A Florida beach, a local Cabela’s store, Arkansas’s Magic Springs theme park, and Packers football games. Other than being everyday stops for entertainment, what do these spots have in common? Law enforcement agencies requested mine-resistant ambush-protected vehicles (MRAPs) from the Department of Defense to secure all of them. To understand how law enforcement for Dundee, Michigan’s 4,000 residents got an MRAP to secure a Cabela’s store, we need to look at the Pentagon’s controversial 1033 program, which allows state, local, and tribal law enforcement to receive excess military equipment from the Department of Defense for free.
As we celebrate and promote open government this Sunshine Week, we should also highlight programs that lack transparency. At CREW, we fight for transparency in the executive branch, judiciary, and Congress because we know it is critical to an ethical and accountable democracy. Transparency in government programs enables the public and Congress to evaluate their impact, which is why it’s especially important to shed light on 1033.
Since it was established in the 1997 National Defense Authorization Act, 1033 has accounted for the transfer of over 7.6 billion dollars’ worth of military equipment to law enforcement agencies.
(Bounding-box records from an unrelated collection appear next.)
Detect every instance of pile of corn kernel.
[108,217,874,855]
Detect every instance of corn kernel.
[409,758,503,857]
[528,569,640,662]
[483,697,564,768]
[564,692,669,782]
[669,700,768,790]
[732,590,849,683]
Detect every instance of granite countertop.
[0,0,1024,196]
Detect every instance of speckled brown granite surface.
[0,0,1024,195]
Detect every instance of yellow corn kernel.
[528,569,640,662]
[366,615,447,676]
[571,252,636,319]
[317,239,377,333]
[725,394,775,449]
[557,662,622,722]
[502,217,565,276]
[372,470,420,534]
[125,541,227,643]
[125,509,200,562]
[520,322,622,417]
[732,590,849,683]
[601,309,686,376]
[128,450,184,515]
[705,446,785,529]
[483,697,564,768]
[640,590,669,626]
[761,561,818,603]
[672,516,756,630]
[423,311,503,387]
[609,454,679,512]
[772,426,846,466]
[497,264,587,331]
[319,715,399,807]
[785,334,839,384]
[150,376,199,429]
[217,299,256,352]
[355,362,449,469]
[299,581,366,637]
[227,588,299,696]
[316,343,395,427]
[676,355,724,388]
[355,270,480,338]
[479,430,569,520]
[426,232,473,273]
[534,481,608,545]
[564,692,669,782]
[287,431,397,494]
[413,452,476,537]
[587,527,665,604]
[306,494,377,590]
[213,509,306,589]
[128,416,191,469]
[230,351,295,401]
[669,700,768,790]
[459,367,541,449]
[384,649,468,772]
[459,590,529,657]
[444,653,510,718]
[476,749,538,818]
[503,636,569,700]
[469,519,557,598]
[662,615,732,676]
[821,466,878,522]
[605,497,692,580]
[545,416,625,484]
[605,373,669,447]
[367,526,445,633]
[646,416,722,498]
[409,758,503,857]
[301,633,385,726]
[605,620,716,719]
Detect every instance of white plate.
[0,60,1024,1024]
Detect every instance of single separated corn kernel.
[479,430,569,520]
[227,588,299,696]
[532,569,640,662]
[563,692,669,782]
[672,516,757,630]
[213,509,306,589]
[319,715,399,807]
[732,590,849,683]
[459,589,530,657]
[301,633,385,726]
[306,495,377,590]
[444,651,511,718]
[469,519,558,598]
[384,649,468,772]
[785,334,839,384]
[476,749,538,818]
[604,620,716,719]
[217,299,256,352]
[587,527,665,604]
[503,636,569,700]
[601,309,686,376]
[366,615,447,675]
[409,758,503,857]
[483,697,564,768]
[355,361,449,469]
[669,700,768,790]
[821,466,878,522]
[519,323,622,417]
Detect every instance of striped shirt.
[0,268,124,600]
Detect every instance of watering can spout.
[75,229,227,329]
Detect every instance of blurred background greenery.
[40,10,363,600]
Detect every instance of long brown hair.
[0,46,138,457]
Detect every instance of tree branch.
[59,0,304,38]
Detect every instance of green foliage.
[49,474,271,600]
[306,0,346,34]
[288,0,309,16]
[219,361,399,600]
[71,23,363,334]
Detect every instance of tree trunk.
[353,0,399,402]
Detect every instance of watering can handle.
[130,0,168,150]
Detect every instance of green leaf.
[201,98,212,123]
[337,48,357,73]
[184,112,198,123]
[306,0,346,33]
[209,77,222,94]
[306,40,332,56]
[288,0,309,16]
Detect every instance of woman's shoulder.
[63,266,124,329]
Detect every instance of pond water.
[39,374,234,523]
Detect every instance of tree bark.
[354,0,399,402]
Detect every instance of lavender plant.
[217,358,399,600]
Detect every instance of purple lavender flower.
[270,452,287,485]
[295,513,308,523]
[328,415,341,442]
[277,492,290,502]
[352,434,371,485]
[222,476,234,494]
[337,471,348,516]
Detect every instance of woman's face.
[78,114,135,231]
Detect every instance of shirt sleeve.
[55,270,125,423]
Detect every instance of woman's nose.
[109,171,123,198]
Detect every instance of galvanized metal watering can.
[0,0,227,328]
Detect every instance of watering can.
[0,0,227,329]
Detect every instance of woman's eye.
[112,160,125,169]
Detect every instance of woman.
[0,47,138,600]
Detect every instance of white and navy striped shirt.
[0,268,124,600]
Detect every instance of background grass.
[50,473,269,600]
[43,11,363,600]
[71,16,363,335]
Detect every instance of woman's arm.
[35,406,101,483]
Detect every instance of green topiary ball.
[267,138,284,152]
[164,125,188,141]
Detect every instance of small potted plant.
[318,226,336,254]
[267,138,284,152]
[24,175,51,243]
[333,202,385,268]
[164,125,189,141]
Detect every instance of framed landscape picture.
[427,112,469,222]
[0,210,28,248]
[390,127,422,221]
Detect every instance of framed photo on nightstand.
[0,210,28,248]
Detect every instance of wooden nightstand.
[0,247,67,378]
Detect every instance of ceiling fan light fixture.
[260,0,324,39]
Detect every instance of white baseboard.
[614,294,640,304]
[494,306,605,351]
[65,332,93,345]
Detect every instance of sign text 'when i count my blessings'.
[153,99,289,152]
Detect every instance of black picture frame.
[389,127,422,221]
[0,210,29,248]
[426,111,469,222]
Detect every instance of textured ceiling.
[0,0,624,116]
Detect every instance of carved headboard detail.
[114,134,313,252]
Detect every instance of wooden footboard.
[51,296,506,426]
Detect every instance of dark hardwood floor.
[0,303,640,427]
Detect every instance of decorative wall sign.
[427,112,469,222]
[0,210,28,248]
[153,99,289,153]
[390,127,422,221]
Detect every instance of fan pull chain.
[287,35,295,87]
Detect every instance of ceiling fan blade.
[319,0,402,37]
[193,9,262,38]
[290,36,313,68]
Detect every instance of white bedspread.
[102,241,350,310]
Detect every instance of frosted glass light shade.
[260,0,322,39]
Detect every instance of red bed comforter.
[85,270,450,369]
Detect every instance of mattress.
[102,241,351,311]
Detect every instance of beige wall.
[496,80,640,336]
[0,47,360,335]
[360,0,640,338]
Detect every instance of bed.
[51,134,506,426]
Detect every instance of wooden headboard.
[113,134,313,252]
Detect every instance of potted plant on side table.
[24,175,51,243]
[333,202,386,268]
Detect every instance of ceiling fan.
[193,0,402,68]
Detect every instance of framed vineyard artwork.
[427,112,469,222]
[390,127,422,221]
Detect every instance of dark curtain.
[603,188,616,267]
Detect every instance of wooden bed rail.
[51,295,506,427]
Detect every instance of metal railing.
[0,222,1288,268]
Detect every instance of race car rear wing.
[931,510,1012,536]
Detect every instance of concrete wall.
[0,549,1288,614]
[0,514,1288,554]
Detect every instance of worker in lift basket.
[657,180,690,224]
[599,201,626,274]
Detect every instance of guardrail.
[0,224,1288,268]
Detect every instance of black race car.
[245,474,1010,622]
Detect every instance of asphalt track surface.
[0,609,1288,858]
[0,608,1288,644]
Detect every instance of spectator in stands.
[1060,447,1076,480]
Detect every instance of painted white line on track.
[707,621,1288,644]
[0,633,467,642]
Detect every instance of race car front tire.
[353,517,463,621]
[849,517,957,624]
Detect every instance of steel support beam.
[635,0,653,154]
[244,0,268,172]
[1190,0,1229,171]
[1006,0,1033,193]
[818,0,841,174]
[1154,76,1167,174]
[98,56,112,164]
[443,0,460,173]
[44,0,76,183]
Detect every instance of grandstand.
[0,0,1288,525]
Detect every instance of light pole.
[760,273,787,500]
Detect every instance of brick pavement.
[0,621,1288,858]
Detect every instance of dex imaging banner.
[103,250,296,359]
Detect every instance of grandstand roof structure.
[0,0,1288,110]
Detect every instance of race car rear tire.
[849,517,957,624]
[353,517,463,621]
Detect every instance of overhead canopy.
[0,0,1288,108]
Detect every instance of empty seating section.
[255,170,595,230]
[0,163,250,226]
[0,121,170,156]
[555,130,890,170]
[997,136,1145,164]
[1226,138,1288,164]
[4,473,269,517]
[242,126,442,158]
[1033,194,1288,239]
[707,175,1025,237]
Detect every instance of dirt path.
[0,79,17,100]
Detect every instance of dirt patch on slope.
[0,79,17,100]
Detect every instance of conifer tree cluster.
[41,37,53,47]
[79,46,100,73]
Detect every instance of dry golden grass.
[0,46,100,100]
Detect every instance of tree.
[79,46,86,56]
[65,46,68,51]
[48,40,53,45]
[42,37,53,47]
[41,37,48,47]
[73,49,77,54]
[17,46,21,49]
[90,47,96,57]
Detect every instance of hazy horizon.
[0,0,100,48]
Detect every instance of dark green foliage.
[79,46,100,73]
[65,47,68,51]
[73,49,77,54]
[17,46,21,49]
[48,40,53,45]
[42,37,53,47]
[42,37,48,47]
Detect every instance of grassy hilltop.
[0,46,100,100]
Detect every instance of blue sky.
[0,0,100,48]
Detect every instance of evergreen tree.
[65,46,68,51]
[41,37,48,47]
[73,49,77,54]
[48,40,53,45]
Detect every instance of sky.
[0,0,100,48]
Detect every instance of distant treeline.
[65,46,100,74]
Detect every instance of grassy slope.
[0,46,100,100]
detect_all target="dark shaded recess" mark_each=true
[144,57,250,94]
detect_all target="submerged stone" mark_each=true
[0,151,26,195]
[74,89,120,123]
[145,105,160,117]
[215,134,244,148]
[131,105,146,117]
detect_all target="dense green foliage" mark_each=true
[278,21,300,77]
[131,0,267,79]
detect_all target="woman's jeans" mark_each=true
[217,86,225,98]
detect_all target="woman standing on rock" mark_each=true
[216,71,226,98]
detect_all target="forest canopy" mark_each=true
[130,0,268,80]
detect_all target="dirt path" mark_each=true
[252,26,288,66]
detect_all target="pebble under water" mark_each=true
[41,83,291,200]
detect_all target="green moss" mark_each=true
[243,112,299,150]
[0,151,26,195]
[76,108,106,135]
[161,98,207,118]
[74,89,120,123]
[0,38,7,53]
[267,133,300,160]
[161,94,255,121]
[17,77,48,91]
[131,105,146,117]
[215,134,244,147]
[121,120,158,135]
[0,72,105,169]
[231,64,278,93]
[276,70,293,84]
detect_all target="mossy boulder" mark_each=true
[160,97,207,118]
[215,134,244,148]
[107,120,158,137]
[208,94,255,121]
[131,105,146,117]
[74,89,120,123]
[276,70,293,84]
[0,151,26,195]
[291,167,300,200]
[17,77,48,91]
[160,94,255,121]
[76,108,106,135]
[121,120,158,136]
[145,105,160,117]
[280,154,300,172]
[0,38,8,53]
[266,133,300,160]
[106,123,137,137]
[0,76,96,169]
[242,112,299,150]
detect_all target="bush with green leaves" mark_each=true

The majority of the equipment transferred is “non-controlled” items such as office supplies, clothing, and rescue equipment; but agencies have also received assault rifles, pipe bomb materials, tactical vehicles, helicopters, and airplanes through the program.
In 2014, 1033 received increased scrutiny after the militarized response to the 2014 racial justice protests in Ferguson, where law enforcement in riot gear pointed assault rifles at the crowd while standing atop military vehicles which may have been acquired through the 1033 program (by summer 2014, agencies in Missouri had acquired at least 20 mine-resistant vehicles through the program). Reporting indicates that agencies also used weapons and equipment obtained through the 1033 program at the Standing Rock protests and in the 2020 Black Lives Matter protests following the murder of George Floyd.
For most of 1033’s existence, the public has largely been left in the dark about what equipment is transferred through the program, how it is used, and by whom. For nearly 20 years, the program operated without a requirement for the Department of Defense or receiving agencies to publicly report what equipment had been transferred. Inconsistent recordkeeping and data on 1033 have made it hard to evaluate its effects. This is especially concerning because there is significant evidence indicating that the militarization of law enforcement increases both violence against police and violence by police, which disproportionately impacts communities of color.
Some positive steps towards transparency and oversight of 1033 were made in the 2016 NDAA and subsequent defense appropriations bills. These bills placed additional restrictions on “controlled items” (such as MRAPs and explosives), required the DOD to create a public website with information about weapon transfers, and mandated that agencies certify that they will provide training to the relevant officers. But more reforms are needed.
Existing public data on 1033 transfers does not include information about the purpose of the transfer. The only way we know that Dundee got an MRAP to secure a Cabela’s is because of FOIA requests by Mother Jones. This reporting revealed that while some 1033 requests may be legitimate, a significant portion of requests have questionable justifications. After all, circumstances in which local law enforcement needs bomb-resistant equipment and weapons of war should be few and far between–and an outdoor recreation store hardly seems like a location in need of such protection.
Presidential administrations have sought to reform 1033 through executive orders, but these orders can easily be overturned, as we saw when President Trump rescinded the Obama administration’s 1033 restrictions. In May 2022, President Biden signed an Executive Order which placed limitations on equipment transfers and ordered participating agencies to notify the public of property requests. However, it’s unclear if all of these changes have been implemented or what measures, if any, are in place to ensure that agencies comply. The Defense Logistics Agency should update the public about the implementation of the executive order, and provide more information about how to access agencies’ requests and notices.
For a longer-term solution, Congress should pass legislation to increase oversight and transparency of the 1033 program. Congress should require all participating agencies to produce publicly available reports on what equipment they receive and how it will be used. Congress should also address oversight concerns related to training officers who use 1033 equipment. Agencies that participate in 1033 have to certify that they have administered the appropriate training; however, there is no process to verify this certification. Furthermore, local agencies may not have the resources or appropriate experience to train officers on how to use military equipment. Instead, Congress should require the DOD to conduct training for agencies on how to use controlled equipment.
Any legislative fix should also address the potential for 1033 equipment to be misused. Existing oversight measures require states to conduct annual compliance reviews of only 8% of agencies that have acquired equipment through the 1033 program. When it comes to powerful and dangerous military equipment, this minimal oversight measure at the state level is laughable. There should be a mandatory review process to address inappropriate uses of equipment for all participating agencies. This process should also include a way for the public to provide input and raise complaints.
As the annual defense appropriations process picks up again in the spring, transparency advocates should push for the inclusion of bills like Representative Hank Johnson’s Stop Militarizing Law Enforcement Act and other measures to reform the 1033 program. If we keep advocating for policies to enhance the transparency of the program and the accountability of law enforcement, we might have even more to celebrate next Sunshine Week.